As in the original, Port Royale 2 is set in the Caribbean during the 17th century. It’s still an economic simulation, where the goal is to buy goods low and sell them high. While they’ve made changes to the combat models, don’t think you are getting a real-time ship combat game; the combat is still supporting the vast economic model. In the original version the pirates there more for window dressing, but now they are a 5th faction in addition to the English, French, German and Spaniards. The biggest change you’ll notice though the improved 3d engine. The ships and water are now rendered in 3d, but the towns and most of the landmasses are still rendered in 2d. Even with that, it’s still a beautiful game.
The preview build we got had about 5-6 different scenarios on it, most of them being tutorials on how to play the game; half the scenario is spent with the game teaching you a concept, and then setting you off on your own to accomplish a series of goals. The tutorials did a decent job at explaining at the concept, but sometimes I found it hard to put the lessons in practice. For instance, the tutorial told me that buying special goods, like rum, from towns that import it from Europe and sell it on other markets is a good way to make some decent coin. Once the computer set me off on my own, buying those types of goods would result in me taking a bath. That may not be the game’s fault either, as I might just be missing some subtle economic condition.

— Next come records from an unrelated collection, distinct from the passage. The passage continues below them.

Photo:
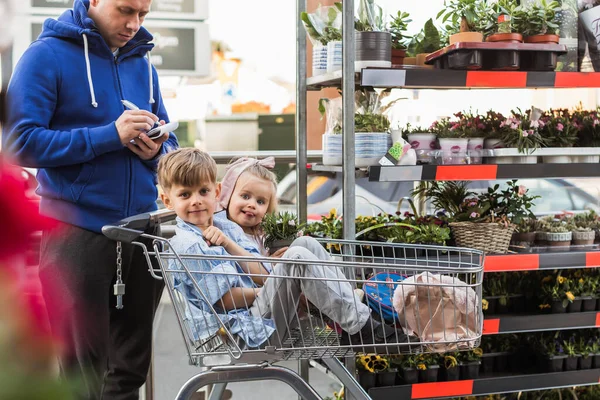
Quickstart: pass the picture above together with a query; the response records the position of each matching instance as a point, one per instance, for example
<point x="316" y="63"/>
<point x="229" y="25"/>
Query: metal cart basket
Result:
<point x="437" y="305"/>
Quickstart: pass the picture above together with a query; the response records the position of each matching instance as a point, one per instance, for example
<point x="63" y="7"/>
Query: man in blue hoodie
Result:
<point x="96" y="166"/>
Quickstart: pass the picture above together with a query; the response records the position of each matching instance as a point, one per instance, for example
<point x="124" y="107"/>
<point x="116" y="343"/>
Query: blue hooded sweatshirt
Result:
<point x="63" y="101"/>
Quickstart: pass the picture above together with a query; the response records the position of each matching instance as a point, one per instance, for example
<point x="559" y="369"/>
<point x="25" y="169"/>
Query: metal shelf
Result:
<point x="488" y="385"/>
<point x="423" y="78"/>
<point x="537" y="323"/>
<point x="538" y="261"/>
<point x="480" y="172"/>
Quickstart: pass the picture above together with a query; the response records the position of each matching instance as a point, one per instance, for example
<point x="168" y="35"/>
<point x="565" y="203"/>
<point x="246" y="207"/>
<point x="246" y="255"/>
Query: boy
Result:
<point x="255" y="307"/>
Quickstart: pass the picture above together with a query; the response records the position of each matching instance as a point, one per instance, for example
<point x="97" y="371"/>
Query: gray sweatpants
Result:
<point x="279" y="297"/>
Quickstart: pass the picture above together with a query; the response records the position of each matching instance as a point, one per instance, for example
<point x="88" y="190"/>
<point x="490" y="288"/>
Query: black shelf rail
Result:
<point x="485" y="386"/>
<point x="538" y="261"/>
<point x="495" y="325"/>
<point x="480" y="172"/>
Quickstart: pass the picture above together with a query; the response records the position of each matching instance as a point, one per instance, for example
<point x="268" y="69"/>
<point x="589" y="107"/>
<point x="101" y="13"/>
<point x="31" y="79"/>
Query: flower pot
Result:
<point x="505" y="38"/>
<point x="373" y="49"/>
<point x="475" y="148"/>
<point x="571" y="363"/>
<point x="557" y="307"/>
<point x="369" y="148"/>
<point x="555" y="363"/>
<point x="466" y="37"/>
<point x="410" y="375"/>
<point x="588" y="303"/>
<point x="523" y="239"/>
<point x="454" y="151"/>
<point x="575" y="305"/>
<point x="398" y="56"/>
<point x="424" y="142"/>
<point x="334" y="56"/>
<point x="585" y="362"/>
<point x="582" y="238"/>
<point x="556" y="159"/>
<point x="542" y="39"/>
<point x="469" y="370"/>
<point x="319" y="66"/>
<point x="450" y="374"/>
<point x="366" y="379"/>
<point x="430" y="374"/>
<point x="279" y="244"/>
<point x="387" y="378"/>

There are 60 towns in the game, and if you are successful enough you can own all of them, including the 4 starting towns. Each starting town also has a ladder of missions that can you work through, starting with the governors and eventually working your way up to the viceroy’s – the main leaders of that faction – themselves. These missions are the most lucrative as well. Each faction has their own slate of missions, and rumor has it each faction’s missions will take about 8 hours to play. There’s no multiplayer, either, and I can’t say the game really needs it; games where the goal is to make the most money quickly usually don’t translate well to multiplayer anyway.
The enemy factions will go out of their way to get in your face and impede your progress. It will attack your towns if you don’t defend them well enough. Attacks on towns are handled in a manner that was reminiscent of the Civilization series, where each attack is handled on a single-unit basis. While it’s unrealistic, controlling multiple ships in the real-time attacks would be unwieldy.
Ship-to-ship combat will require careful strategy and isn’t just "fire and forget." You’ll need to get into ideal firing position – usually a broadside – and that’s not an easy task when the enemy is trying to dissuade you from doing that. If you attack the fleet leader’s ship or a pirate town, you enter a duel mode, where you where you get to practice your Errol Flynn swashbuckling skills by having a sword fight with the leader. It is also possible to board an enemy ship and take it as a prize.
Port Royale 2 looks like it will do a decent job at continuing on with the successes of the first series, as well as introducing enough new features to keep fans hooked. It is on track for a mid-September release, so if you liked the original you might want to pick it up.